The GNU debugger gdb can attach to running C/C++ programs using the attach <pid> command. Microsoft Visual Studio can attach to running programs using Debug>Attach to Process..., too.

Debugging Jenkins jobs with a debugger

When a Jenkins job is failing, but you cannot reproduce the problem on your local machine (e.g. when it is a platform-specific bug), all is not lost. You can still use the attach-to-running-program strategy described above, but it is slightly more involved.

First of all, disable the Jenkins job.
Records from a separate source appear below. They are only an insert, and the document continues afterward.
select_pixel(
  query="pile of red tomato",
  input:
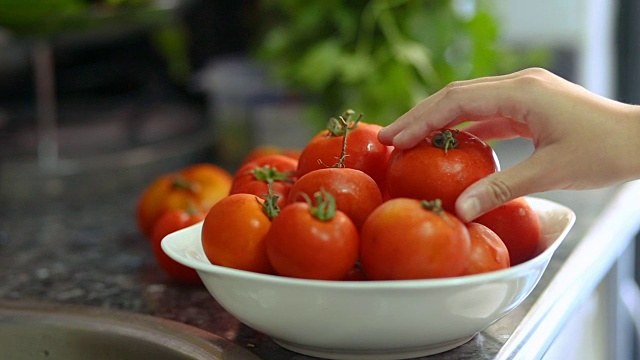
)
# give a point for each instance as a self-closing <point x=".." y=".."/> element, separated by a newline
<point x="350" y="208"/>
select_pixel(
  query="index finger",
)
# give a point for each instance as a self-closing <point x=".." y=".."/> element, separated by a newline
<point x="476" y="100"/>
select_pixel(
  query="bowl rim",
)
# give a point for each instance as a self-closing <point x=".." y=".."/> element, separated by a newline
<point x="544" y="256"/>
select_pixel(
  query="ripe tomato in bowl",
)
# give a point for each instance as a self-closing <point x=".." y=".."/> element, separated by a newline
<point x="385" y="319"/>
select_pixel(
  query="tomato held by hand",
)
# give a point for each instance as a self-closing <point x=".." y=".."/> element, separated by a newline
<point x="199" y="186"/>
<point x="363" y="149"/>
<point x="355" y="193"/>
<point x="254" y="177"/>
<point x="233" y="233"/>
<point x="440" y="167"/>
<point x="412" y="239"/>
<point x="169" y="222"/>
<point x="313" y="242"/>
<point x="488" y="252"/>
<point x="518" y="225"/>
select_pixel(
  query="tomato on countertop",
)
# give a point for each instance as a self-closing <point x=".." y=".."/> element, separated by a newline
<point x="198" y="186"/>
<point x="254" y="177"/>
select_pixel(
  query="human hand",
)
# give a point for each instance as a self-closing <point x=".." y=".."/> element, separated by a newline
<point x="581" y="140"/>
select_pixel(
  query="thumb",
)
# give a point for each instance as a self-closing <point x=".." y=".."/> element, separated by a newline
<point x="496" y="189"/>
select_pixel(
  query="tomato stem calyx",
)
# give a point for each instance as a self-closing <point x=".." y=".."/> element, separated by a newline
<point x="433" y="205"/>
<point x="270" y="206"/>
<point x="445" y="139"/>
<point x="268" y="173"/>
<point x="325" y="208"/>
<point x="341" y="125"/>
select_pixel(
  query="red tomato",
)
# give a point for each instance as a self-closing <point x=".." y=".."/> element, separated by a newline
<point x="199" y="185"/>
<point x="253" y="177"/>
<point x="429" y="171"/>
<point x="312" y="242"/>
<point x="233" y="233"/>
<point x="518" y="225"/>
<point x="488" y="252"/>
<point x="169" y="222"/>
<point x="355" y="193"/>
<point x="363" y="152"/>
<point x="404" y="239"/>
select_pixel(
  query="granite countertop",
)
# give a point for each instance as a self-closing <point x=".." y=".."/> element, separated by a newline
<point x="74" y="240"/>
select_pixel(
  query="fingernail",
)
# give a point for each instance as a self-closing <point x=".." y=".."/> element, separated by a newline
<point x="469" y="209"/>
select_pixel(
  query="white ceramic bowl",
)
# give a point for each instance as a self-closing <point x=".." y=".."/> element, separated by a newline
<point x="372" y="319"/>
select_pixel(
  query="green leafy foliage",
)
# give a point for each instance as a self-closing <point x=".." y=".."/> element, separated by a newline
<point x="379" y="56"/>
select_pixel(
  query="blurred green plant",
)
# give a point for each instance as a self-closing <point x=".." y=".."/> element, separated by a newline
<point x="380" y="56"/>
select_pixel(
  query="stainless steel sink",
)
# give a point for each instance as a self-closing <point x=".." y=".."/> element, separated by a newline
<point x="53" y="331"/>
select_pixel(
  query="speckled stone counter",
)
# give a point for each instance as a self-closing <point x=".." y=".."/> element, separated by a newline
<point x="74" y="240"/>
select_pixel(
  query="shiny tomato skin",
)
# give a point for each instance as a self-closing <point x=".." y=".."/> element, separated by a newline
<point x="199" y="185"/>
<point x="356" y="193"/>
<point x="488" y="251"/>
<point x="518" y="225"/>
<point x="244" y="180"/>
<point x="302" y="246"/>
<point x="233" y="234"/>
<point x="171" y="221"/>
<point x="429" y="172"/>
<point x="364" y="152"/>
<point x="402" y="240"/>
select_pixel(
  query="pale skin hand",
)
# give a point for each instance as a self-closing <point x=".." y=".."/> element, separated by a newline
<point x="581" y="140"/>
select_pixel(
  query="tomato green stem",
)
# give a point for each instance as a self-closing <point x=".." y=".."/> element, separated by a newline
<point x="445" y="139"/>
<point x="325" y="208"/>
<point x="341" y="126"/>
<point x="433" y="205"/>
<point x="270" y="206"/>
<point x="267" y="173"/>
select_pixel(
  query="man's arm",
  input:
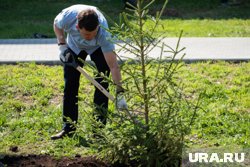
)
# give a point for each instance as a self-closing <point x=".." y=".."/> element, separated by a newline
<point x="111" y="60"/>
<point x="59" y="35"/>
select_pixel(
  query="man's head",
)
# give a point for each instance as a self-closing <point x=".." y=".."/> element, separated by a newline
<point x="88" y="24"/>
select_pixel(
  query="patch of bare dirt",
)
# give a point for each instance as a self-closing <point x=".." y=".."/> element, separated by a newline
<point x="48" y="161"/>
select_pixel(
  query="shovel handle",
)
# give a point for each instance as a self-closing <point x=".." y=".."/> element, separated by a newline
<point x="104" y="91"/>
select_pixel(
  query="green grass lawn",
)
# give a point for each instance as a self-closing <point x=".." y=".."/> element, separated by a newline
<point x="31" y="104"/>
<point x="21" y="19"/>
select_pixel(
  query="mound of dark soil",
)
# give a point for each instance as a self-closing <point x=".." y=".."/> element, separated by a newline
<point x="48" y="161"/>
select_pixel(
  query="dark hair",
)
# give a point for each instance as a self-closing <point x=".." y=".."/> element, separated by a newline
<point x="88" y="19"/>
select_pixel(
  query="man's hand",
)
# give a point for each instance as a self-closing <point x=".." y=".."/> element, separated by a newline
<point x="120" y="100"/>
<point x="65" y="54"/>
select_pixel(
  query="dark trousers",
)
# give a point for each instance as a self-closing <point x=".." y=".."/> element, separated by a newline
<point x="71" y="87"/>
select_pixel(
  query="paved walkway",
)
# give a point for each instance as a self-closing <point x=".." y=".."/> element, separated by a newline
<point x="46" y="50"/>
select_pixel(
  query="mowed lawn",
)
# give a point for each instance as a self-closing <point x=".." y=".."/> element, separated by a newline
<point x="31" y="104"/>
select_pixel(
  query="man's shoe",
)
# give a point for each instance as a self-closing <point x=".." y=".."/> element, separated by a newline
<point x="61" y="135"/>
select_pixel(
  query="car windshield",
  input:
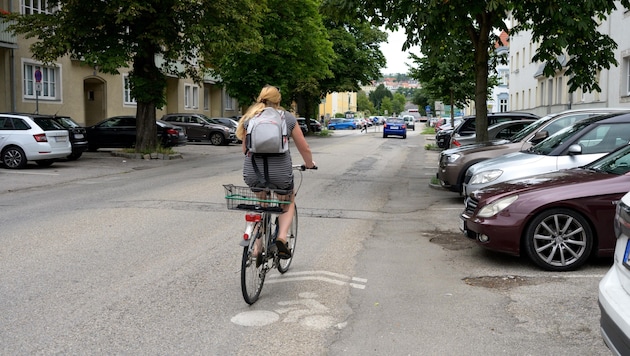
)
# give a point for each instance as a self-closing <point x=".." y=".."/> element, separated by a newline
<point x="520" y="136"/>
<point x="67" y="122"/>
<point x="618" y="162"/>
<point x="550" y="143"/>
<point x="48" y="124"/>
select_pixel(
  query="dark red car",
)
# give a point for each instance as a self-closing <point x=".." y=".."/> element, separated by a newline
<point x="558" y="219"/>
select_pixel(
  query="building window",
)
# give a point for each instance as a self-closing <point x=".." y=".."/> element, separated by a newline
<point x="191" y="96"/>
<point x="206" y="98"/>
<point x="48" y="82"/>
<point x="503" y="107"/>
<point x="30" y="7"/>
<point x="127" y="98"/>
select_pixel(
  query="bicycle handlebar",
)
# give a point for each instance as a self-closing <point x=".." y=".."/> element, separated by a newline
<point x="302" y="167"/>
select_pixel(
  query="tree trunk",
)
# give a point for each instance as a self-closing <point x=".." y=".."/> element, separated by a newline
<point x="481" y="40"/>
<point x="147" y="75"/>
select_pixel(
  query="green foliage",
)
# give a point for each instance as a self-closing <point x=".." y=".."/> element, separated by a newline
<point x="363" y="102"/>
<point x="398" y="103"/>
<point x="387" y="106"/>
<point x="377" y="96"/>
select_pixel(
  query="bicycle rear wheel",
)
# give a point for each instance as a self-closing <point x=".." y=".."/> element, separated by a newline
<point x="252" y="276"/>
<point x="283" y="265"/>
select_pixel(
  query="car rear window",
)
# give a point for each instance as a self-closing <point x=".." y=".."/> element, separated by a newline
<point x="47" y="124"/>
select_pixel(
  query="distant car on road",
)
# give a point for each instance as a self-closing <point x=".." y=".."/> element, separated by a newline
<point x="199" y="127"/>
<point x="342" y="124"/>
<point x="120" y="132"/>
<point x="394" y="126"/>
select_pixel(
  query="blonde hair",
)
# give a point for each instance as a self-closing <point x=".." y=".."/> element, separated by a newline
<point x="269" y="96"/>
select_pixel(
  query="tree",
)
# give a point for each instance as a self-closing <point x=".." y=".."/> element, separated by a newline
<point x="364" y="104"/>
<point x="377" y="96"/>
<point x="398" y="103"/>
<point x="110" y="35"/>
<point x="558" y="26"/>
<point x="387" y="107"/>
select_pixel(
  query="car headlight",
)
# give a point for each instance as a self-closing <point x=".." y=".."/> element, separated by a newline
<point x="496" y="207"/>
<point x="486" y="177"/>
<point x="453" y="157"/>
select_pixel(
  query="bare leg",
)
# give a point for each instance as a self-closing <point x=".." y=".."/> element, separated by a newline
<point x="285" y="219"/>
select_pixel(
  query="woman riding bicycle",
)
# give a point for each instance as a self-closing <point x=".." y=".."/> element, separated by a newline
<point x="280" y="172"/>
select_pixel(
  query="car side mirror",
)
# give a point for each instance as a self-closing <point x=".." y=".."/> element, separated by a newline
<point x="575" y="149"/>
<point x="539" y="136"/>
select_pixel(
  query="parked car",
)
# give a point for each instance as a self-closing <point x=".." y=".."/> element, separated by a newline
<point x="315" y="125"/>
<point x="410" y="121"/>
<point x="342" y="124"/>
<point x="120" y="132"/>
<point x="558" y="219"/>
<point x="29" y="137"/>
<point x="468" y="126"/>
<point x="614" y="288"/>
<point x="394" y="126"/>
<point x="574" y="146"/>
<point x="199" y="127"/>
<point x="454" y="162"/>
<point x="78" y="136"/>
<point x="500" y="131"/>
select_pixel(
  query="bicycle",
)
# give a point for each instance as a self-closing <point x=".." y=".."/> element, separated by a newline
<point x="264" y="206"/>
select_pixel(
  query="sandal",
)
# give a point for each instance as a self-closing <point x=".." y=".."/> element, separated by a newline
<point x="283" y="250"/>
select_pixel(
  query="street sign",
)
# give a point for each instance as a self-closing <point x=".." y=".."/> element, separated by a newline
<point x="38" y="76"/>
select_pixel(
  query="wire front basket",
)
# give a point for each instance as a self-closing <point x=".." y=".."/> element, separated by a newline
<point x="255" y="199"/>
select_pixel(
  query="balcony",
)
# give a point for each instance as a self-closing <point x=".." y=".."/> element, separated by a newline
<point x="7" y="39"/>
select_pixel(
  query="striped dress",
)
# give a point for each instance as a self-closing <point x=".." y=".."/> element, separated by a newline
<point x="280" y="170"/>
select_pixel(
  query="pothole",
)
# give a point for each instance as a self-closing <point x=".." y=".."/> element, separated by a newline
<point x="501" y="282"/>
<point x="450" y="240"/>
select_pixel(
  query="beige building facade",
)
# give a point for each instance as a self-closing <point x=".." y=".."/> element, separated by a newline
<point x="70" y="87"/>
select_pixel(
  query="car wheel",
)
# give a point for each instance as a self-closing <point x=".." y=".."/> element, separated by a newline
<point x="217" y="139"/>
<point x="45" y="162"/>
<point x="559" y="240"/>
<point x="13" y="157"/>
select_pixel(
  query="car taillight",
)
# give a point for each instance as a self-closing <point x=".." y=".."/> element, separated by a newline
<point x="41" y="138"/>
<point x="252" y="217"/>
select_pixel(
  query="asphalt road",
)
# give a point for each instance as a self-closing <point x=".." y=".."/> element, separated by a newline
<point x="108" y="255"/>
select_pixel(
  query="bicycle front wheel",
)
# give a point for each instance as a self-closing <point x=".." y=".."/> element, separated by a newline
<point x="283" y="265"/>
<point x="252" y="276"/>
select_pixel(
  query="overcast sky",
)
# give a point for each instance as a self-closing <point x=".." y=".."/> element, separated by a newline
<point x="396" y="58"/>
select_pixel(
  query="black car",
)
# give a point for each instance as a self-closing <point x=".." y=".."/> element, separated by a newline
<point x="316" y="126"/>
<point x="120" y="132"/>
<point x="202" y="128"/>
<point x="469" y="125"/>
<point x="78" y="136"/>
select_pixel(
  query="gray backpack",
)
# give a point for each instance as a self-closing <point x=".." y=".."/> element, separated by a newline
<point x="267" y="133"/>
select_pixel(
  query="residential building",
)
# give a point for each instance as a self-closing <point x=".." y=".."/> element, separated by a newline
<point x="531" y="91"/>
<point x="70" y="87"/>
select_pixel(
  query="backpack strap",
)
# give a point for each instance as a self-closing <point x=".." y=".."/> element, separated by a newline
<point x="263" y="179"/>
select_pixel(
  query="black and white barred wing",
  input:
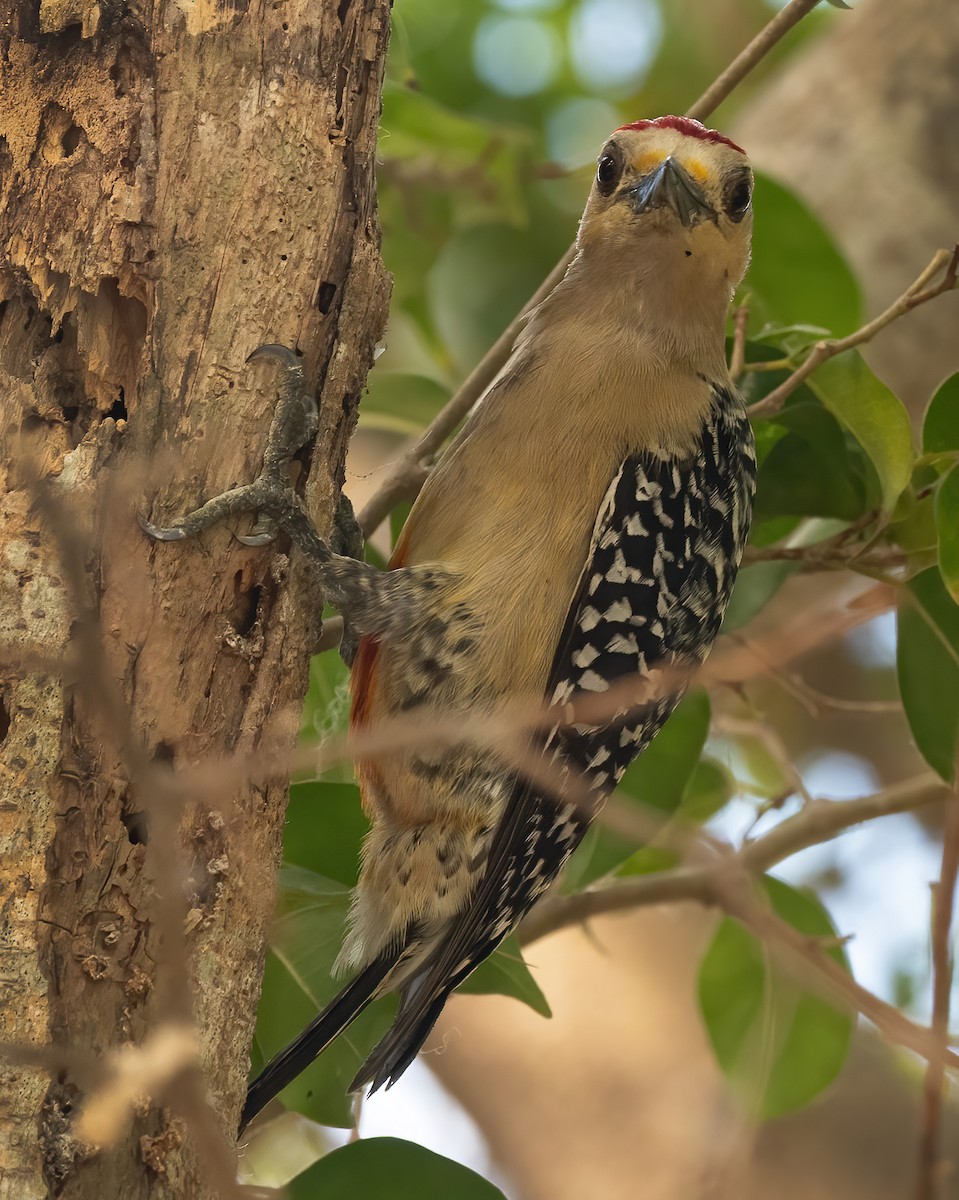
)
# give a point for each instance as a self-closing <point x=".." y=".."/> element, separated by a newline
<point x="663" y="558"/>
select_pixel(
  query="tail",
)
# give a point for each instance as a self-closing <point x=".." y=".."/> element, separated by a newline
<point x="401" y="1044"/>
<point x="341" y="1011"/>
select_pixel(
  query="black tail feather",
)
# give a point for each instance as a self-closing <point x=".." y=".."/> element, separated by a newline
<point x="401" y="1044"/>
<point x="341" y="1011"/>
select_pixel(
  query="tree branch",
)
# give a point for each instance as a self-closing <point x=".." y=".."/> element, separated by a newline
<point x="817" y="822"/>
<point x="726" y="883"/>
<point x="407" y="474"/>
<point x="916" y="294"/>
<point x="943" y="895"/>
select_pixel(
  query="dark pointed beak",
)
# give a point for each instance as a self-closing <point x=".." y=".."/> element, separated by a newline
<point x="670" y="186"/>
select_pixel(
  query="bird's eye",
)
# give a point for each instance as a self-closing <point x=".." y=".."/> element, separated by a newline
<point x="607" y="174"/>
<point x="738" y="198"/>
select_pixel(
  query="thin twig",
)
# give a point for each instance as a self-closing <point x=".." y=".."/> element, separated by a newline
<point x="787" y="17"/>
<point x="943" y="897"/>
<point x="407" y="475"/>
<point x="815" y="823"/>
<point x="737" y="358"/>
<point x="916" y="294"/>
<point x="726" y="725"/>
<point x="725" y="882"/>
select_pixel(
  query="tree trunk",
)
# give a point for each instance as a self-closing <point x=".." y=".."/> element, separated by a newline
<point x="179" y="183"/>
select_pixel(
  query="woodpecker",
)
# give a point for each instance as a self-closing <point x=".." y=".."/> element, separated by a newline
<point x="586" y="526"/>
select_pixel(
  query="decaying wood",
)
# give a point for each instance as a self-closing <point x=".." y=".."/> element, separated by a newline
<point x="179" y="183"/>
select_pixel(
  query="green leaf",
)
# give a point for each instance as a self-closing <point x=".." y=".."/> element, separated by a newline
<point x="660" y="775"/>
<point x="389" y="1169"/>
<point x="505" y="973"/>
<point x="940" y="427"/>
<point x="811" y="472"/>
<point x="402" y="403"/>
<point x="599" y="853"/>
<point x="709" y="790"/>
<point x="755" y="587"/>
<point x="324" y="831"/>
<point x="778" y="1044"/>
<point x="928" y="666"/>
<point x="874" y="417"/>
<point x="648" y="861"/>
<point x="947" y="531"/>
<point x="298" y="983"/>
<point x="792" y="253"/>
<point x="657" y="781"/>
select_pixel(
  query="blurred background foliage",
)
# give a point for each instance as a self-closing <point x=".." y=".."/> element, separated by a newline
<point x="492" y="117"/>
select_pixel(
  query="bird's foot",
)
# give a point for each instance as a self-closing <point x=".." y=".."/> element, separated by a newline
<point x="270" y="496"/>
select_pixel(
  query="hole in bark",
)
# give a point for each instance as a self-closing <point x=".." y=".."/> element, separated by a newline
<point x="59" y="136"/>
<point x="71" y="139"/>
<point x="118" y="411"/>
<point x="247" y="606"/>
<point x="137" y="828"/>
<point x="165" y="753"/>
<point x="324" y="298"/>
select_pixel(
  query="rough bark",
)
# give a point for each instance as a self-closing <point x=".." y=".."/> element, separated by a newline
<point x="179" y="183"/>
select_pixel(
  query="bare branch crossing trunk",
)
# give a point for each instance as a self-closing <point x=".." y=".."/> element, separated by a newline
<point x="179" y="183"/>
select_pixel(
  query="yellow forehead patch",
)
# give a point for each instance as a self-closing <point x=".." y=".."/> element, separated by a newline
<point x="699" y="171"/>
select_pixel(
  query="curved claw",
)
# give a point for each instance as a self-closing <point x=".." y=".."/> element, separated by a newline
<point x="161" y="533"/>
<point x="274" y="351"/>
<point x="256" y="539"/>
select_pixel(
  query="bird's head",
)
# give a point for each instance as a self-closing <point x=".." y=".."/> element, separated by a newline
<point x="671" y="201"/>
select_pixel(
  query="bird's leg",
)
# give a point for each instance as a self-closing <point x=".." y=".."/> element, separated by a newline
<point x="270" y="496"/>
<point x="373" y="601"/>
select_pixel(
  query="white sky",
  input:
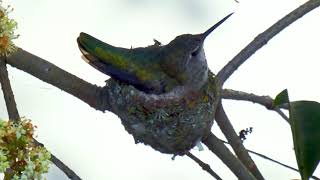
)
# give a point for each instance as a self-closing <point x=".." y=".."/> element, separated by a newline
<point x="95" y="144"/>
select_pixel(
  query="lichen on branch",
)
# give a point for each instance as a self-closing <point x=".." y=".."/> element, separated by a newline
<point x="7" y="34"/>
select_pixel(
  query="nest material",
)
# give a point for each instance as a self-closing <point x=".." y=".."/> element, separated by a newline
<point x="171" y="123"/>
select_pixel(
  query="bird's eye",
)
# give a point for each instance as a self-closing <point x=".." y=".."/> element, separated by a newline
<point x="196" y="52"/>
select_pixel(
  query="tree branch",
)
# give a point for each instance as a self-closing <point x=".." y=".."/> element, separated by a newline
<point x="235" y="142"/>
<point x="263" y="38"/>
<point x="47" y="72"/>
<point x="204" y="166"/>
<point x="7" y="92"/>
<point x="64" y="168"/>
<point x="265" y="101"/>
<point x="219" y="149"/>
<point x="14" y="116"/>
<point x="272" y="160"/>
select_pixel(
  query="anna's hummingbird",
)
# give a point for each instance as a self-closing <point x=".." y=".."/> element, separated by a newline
<point x="154" y="69"/>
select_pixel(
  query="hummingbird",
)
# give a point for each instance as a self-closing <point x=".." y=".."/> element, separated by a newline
<point x="154" y="69"/>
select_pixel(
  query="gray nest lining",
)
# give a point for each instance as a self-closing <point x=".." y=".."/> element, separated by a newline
<point x="171" y="123"/>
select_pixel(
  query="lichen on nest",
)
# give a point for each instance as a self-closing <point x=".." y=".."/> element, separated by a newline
<point x="171" y="123"/>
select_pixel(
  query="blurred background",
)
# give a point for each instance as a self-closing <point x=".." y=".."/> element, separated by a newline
<point x="95" y="144"/>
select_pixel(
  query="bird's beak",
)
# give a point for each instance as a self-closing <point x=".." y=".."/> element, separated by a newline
<point x="205" y="34"/>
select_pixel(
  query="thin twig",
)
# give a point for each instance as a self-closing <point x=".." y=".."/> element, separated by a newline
<point x="263" y="38"/>
<point x="204" y="166"/>
<point x="14" y="115"/>
<point x="272" y="160"/>
<point x="226" y="156"/>
<point x="265" y="101"/>
<point x="236" y="144"/>
<point x="64" y="168"/>
<point x="7" y="92"/>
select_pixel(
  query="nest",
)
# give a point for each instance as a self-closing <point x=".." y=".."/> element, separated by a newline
<point x="171" y="123"/>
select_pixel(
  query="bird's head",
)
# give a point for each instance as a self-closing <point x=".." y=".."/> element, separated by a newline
<point x="184" y="56"/>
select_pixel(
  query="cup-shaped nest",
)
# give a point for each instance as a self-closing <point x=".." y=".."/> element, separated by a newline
<point x="171" y="123"/>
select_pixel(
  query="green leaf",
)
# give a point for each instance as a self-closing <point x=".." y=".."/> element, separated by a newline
<point x="281" y="98"/>
<point x="305" y="127"/>
<point x="304" y="117"/>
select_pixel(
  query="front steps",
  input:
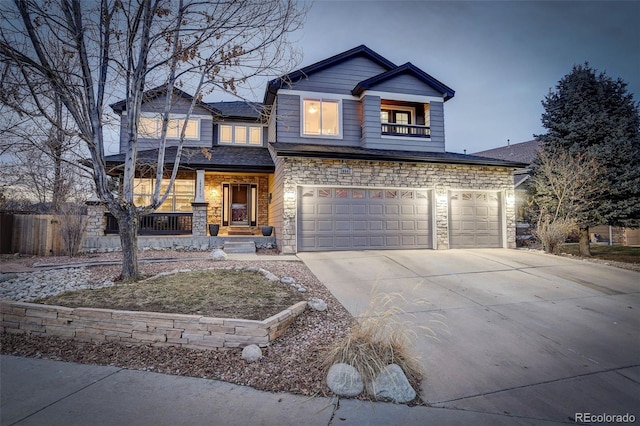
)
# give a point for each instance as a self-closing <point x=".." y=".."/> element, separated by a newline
<point x="244" y="247"/>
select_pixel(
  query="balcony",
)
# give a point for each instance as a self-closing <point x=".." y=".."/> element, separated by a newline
<point x="406" y="130"/>
<point x="157" y="224"/>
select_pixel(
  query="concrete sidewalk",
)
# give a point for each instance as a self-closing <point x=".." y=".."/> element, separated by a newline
<point x="44" y="392"/>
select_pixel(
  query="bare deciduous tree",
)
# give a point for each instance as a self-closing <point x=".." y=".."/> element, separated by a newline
<point x="565" y="189"/>
<point x="87" y="52"/>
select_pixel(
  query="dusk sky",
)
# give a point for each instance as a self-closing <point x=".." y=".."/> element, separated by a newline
<point x="501" y="57"/>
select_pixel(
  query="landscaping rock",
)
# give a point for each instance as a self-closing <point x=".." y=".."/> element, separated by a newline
<point x="344" y="380"/>
<point x="288" y="281"/>
<point x="317" y="304"/>
<point x="268" y="275"/>
<point x="252" y="353"/>
<point x="392" y="384"/>
<point x="218" y="255"/>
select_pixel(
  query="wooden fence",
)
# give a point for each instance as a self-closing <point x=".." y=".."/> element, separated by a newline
<point x="36" y="234"/>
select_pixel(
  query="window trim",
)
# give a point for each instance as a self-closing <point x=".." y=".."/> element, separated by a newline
<point x="248" y="127"/>
<point x="157" y="117"/>
<point x="320" y="97"/>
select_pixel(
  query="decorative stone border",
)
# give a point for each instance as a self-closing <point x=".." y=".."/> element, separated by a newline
<point x="131" y="327"/>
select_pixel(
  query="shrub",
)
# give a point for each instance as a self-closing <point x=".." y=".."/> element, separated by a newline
<point x="379" y="338"/>
<point x="552" y="233"/>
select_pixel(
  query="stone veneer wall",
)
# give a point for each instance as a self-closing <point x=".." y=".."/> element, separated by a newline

Really, you do not want Jenkins to interfere with your tests, or worse, your tests to interfere with Jenkins.

Open an SSH tunnel (because you are unlikely to have direct access to the TCP ports of the Jenkins node): log into the Jenkins node via:

ssh -L 8000:127.0.0.1:8000 &lt;jenkins-node&gt;

This will ask ssh to listen on port 8000, and once the debugger connects to it, forward the connection to the remote side’s 127.0.0.1 (localhost) port 8000. Now you can use the strategy described above for attaching to Maven while it runs unit tests.

If you cannot access the Jenkins node via ssh, all is not lost, as long as you can connect somehow (e.g. VNC, remote desktop) and call

ssh -R 8000:127.0.0.1:8000 &lt;your-development-machine&gt;

on the Jenkins node. If your development machine cannot be accessed from the Jenkins node via ssh, you can still tunnel by using a publicly accessible SSH server in the middle.

Preventing future problems

It is human nature to assume that others’ shortcomings do not apply to oneself. However, experience shows that there are no exceptions when it comes to reliving Maurice Wilkes’ story of realizing that more time is spent on figuring out causes and fixes to problems than is spent on introducing said problems.

To that end, it is a remarkably clever idea to introduce regression tests, i.e. small pieces of code that verify that certain functionality of the software works as expected (see also Unit Testing (JUnit) in Developing Software @ LOCI).

It is also a remarkably clever idea to introduce regression tests just after fixing bugs. After all, whenever a bug was found by a user, and had to be diagnosed and fixed by a developer, it demonstrates an obvious lack of regression tests.